Very good! Great composition and sharp focus, it's quite moody while still looking fresh and bright. :thumbsup:

(and it's got doggies in it so it's a winner with me every time!)


----------



## andytyc (Sep 9, 2006)

Great shot. Well framed and nicely focused.


----------



## tall_tim (Jul 29, 2009)

I like it too. I used to be freelance photograher for local rag when I was at uni to pay the bills. Because it was a non-colour paper all the photos we took were b&w I think you improve your skills no end in mono as you have to get detail pin sharp and exposure needs to be correct in order for the tones and shadowing to bring the picture to life.

Trees, snow and a figure or two always look good in mono and the added interest of the tunnel makes this stand out for me.


----------



## mjolnir (Jan 3, 2006)

Thats a really nice picture.

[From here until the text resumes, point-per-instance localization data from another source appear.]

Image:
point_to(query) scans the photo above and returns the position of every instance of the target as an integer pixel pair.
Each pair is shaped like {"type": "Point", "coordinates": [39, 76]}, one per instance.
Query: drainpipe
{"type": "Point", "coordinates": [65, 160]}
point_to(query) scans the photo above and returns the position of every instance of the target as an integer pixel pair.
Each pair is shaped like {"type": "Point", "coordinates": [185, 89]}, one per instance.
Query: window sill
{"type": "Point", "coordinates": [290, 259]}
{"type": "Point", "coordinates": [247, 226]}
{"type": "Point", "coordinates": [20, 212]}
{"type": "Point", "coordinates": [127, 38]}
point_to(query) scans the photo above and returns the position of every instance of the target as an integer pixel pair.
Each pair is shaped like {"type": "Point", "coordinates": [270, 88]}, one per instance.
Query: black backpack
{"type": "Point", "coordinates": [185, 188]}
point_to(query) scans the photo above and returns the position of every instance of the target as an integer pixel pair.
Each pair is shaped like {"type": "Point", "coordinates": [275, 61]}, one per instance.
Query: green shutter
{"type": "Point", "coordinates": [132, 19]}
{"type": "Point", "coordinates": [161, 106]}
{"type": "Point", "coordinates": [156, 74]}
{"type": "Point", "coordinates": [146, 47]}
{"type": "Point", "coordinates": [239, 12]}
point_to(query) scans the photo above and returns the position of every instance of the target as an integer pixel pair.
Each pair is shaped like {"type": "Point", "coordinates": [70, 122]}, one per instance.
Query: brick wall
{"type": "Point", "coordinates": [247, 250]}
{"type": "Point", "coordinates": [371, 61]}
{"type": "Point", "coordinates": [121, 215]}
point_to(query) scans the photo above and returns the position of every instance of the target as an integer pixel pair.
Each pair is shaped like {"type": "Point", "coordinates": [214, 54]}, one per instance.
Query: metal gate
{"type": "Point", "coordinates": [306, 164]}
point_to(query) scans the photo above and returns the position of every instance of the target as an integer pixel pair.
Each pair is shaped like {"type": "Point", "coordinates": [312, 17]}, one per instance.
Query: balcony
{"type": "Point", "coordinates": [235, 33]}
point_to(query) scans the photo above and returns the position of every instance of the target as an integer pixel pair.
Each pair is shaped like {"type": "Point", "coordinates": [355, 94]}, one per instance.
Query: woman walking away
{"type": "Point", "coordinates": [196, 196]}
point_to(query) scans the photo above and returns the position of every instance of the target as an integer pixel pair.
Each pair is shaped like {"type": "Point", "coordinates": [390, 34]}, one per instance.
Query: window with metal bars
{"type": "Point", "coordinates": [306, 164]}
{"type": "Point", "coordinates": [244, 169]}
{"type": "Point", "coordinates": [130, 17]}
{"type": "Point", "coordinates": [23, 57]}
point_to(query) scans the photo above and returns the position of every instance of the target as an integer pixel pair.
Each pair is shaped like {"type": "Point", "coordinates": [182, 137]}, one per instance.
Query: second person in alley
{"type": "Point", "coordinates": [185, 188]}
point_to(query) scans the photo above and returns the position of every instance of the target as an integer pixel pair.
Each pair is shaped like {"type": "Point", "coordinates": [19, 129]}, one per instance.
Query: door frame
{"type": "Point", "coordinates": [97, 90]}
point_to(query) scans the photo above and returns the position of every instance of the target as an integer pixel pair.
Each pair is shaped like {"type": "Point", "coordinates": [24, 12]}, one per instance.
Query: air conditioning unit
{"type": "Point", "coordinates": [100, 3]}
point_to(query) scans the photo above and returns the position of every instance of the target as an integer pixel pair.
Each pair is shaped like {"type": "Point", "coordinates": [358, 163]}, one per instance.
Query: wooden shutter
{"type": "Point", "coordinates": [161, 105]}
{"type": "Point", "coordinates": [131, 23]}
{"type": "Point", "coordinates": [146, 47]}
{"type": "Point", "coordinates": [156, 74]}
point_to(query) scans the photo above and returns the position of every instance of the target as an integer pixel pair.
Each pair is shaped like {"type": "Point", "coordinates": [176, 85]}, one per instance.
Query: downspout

The path draws your eye through it and gives it a lot of depth.

Very sharp too.


----------



## RS24 (Mar 13, 2009)

Yeah perspective really makes it work!

:thumbsup: from me!


----------



## sheepsteeth (Dec 14, 2009)

thanks very much guys, ive let her have a look at the comments and shes really chuffed. i might suprise her and get it printed and framed.


----------



## JonW (Mar 23, 2005)

Its good, but if shes looking to improve technique then maybe it would have been better if the subject (you I assume) was off to one side using the 'rule of thirds', sure that rule is cliche but it works most of the time. Anyway its a great snap and she should be proud


----------



## Guz (Apr 7, 2008)

JonW said:


> Its good, but if shes looking to improve technique then maybe it would have been better if the subject (you I assume) was off to one side using the 'rule of thirds', sure that rule is cliche but it works most of the time. Anyway its a great snap and she should be proud


+1 ... only if I'm being over critical. :hypocrite:

I suppose you could crop the pic to obtain the phi / golden / 1/3 rule.

However great potential :thumbsup:

Well done.


----------



## sheepsteeth (Dec 14, 2009)

thats really good, thanks for the constructive comments, ive just googled for 1/3 rule and it makes perfect sense, it definately makes an image more interesting and its something she now wants to go out and practice.

the point of the thread was for advice as much as appreciation so cheers guys.

if you wouldnt mind having a look at another pic she took i think she has been inadvertently doing it without knowing


----------



## JonW (Mar 23, 2005)

Yes thats basically the rule in action. I took a picture of my sister hanging from a gibbet with a noose like she was a gonner a few years back and it was the rule of thirds that made the pic work, but work it did! if only i could find it for you LOL

Edit to add that if you flipped that sea photo it would work better i reckon...


----------



## chris l (Aug 5, 2005)

What I like about this picture, what slaps me in the eye, is that tiny patch of colour right in the middle of the picture.

Very good.

(Try doing the rule of thirds with a 6x6 neg.... Bl**dy Ansel Adams)


----------



## janicko (Jan 14, 2010)

a well made photograph. has a kind of sadness in it.


----------



## chris l (Aug 5, 2005)

There is a tendency on the part of automatic cameras to mis meter snow scenes.. they 'see' a brightly lit scene and under expose, blocking up the shadows and greying out the highlights...

Lightening the shadows and lowering the overall contrast gives... (3 different crops)....



























​


----------